Available on DVD Mon 22 Jul 2019.

Fashion designer Roy Halston Frowick cut a swathe through 70s America, clothing the rich and famous of the time such as Liza Minnelli and Bianca Jagger.  “His dresses danced on you,” trills Minnelli.  He designed his dresses to compliment the women who would wear them rather than drape one size over a homogonous conveyer belt of anglepoise models.  Like a Brazilian footballer or numerous popular singers, he became known by a punchy mononymic; Halston.
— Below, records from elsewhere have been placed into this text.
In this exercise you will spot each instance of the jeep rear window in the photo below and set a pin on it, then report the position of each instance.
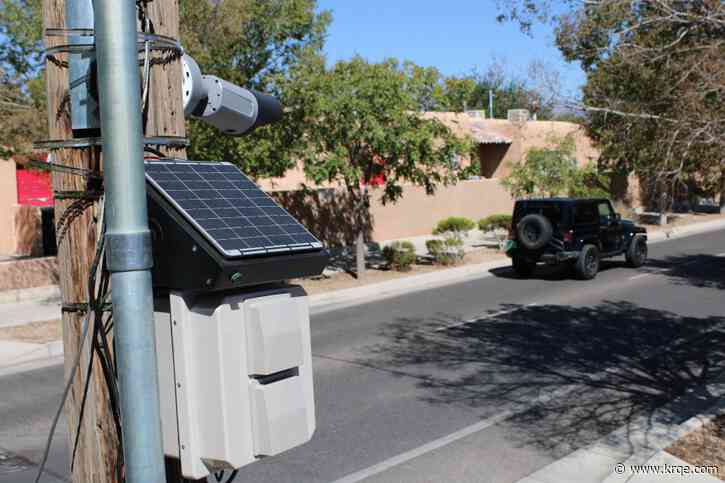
(586, 213)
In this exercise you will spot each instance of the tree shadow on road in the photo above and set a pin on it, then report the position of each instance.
(613, 362)
(695, 270)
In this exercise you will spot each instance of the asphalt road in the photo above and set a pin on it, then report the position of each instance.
(483, 381)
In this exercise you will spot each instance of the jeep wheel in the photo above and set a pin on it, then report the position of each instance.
(587, 265)
(637, 252)
(534, 231)
(522, 267)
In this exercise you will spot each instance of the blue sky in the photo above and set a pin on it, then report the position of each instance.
(454, 36)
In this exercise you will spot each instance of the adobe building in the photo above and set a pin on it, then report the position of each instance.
(500, 143)
(26, 224)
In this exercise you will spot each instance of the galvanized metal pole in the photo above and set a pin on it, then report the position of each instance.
(128, 239)
(490, 104)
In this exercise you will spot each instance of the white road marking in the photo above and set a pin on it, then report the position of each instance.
(481, 318)
(641, 275)
(451, 438)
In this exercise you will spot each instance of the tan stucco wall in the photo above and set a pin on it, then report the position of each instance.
(539, 134)
(8, 202)
(532, 134)
(417, 213)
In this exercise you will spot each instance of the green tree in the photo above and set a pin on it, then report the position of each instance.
(23, 115)
(471, 91)
(253, 43)
(549, 172)
(655, 85)
(362, 125)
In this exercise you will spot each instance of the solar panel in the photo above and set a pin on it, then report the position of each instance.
(228, 209)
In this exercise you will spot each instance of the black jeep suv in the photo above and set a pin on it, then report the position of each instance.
(578, 232)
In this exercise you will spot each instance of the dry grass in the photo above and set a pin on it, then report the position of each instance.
(35, 332)
(703, 447)
(343, 280)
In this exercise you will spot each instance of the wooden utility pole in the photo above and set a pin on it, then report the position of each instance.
(77, 220)
(98, 456)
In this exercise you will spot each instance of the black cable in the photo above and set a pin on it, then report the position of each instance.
(77, 436)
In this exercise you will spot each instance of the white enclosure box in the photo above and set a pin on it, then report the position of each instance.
(235, 376)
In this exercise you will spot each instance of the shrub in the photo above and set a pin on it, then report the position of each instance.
(446, 251)
(495, 222)
(457, 225)
(400, 255)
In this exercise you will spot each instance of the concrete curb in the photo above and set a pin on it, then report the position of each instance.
(338, 299)
(686, 230)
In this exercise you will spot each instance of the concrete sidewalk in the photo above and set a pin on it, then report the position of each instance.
(12, 314)
(15, 353)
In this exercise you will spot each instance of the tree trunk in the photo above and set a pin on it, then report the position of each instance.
(97, 458)
(360, 255)
(361, 219)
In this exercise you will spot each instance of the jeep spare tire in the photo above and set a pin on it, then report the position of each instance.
(534, 231)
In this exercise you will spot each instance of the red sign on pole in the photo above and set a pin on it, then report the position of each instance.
(34, 188)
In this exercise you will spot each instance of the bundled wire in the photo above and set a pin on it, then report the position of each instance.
(92, 310)
(219, 476)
Frédéric Tcheng is no stranger to the fashion documentary, having worked on Valentino: The Last Emperor and Dior and I.  In Halston, he presents a well-researched, if largely uncritical portrait of his subject.  However, he makes the baffling decision to frame the story as a detective noir mystery, in which a reporter (Tari Gevinson) pieces together Halston’s life and career.  This occasionally provides some choice imagery – a glittery jumpsuit laid out like the chalk outline of a body is a bold visual metaphor that aims well beyond the talking-head format of a standard doc – but is often seemingly forgotten for long periods and then reprised half-heartedly.  It’s also not as if any of the contributors, Minnelli and filmmaker Joel Schumacher among them, were reticent in sharing their memories of their friend.

Halston’s story is plenty interesting on its own terms, at least to begin with.  For those with an at best fleeting interest in fashion, it’s an accessible introduction to a superficial and rarefied world, populated by colourful characters like Truman Capote and Andy Warhol.  These familiar names ease the viewer into the universe inhabited by Halston universe, and his rise from milliner at Bergdorf Goodman’s to the Mount Olympian skyscraper he called an office during his imperious heyday.

For all the added glitter it becomes apparent that this rise-and-fall story is a little more off-the-peg than its subject would care for.  It becomes a blizzard of cocaine, tantrums, bad decisions and Faustian bargain.  These incidents were documented extensively during Halston’s life, and most of his associates are alive today, which again detracts from the framing noir device that Tcheng employs.

For all the volume of material Tcheng had to draw from, not much comes across about Halston as a person besides his workaholic tendencies and his epicurean appetites fed by his regular attendance at the infamous Studio 54.  Much of the archive footage again deals solely with his craft, and it’s a tragedy that the subject of such recent history is absent in person.  Sadly, his fate was one distressingly familiar for a gay man of that period and he died in 1990.

Perhaps this nebulous figure that refuses to peek out from behind his garments is the reason for the mystery angle Tcheng aims for, but it leaves the end result feeling both clunky in its approach and unsatisfying in its resolution.  It’s a rich snapshot of the times, but an incomplete portrait of the man known simply and monumentally as Halston.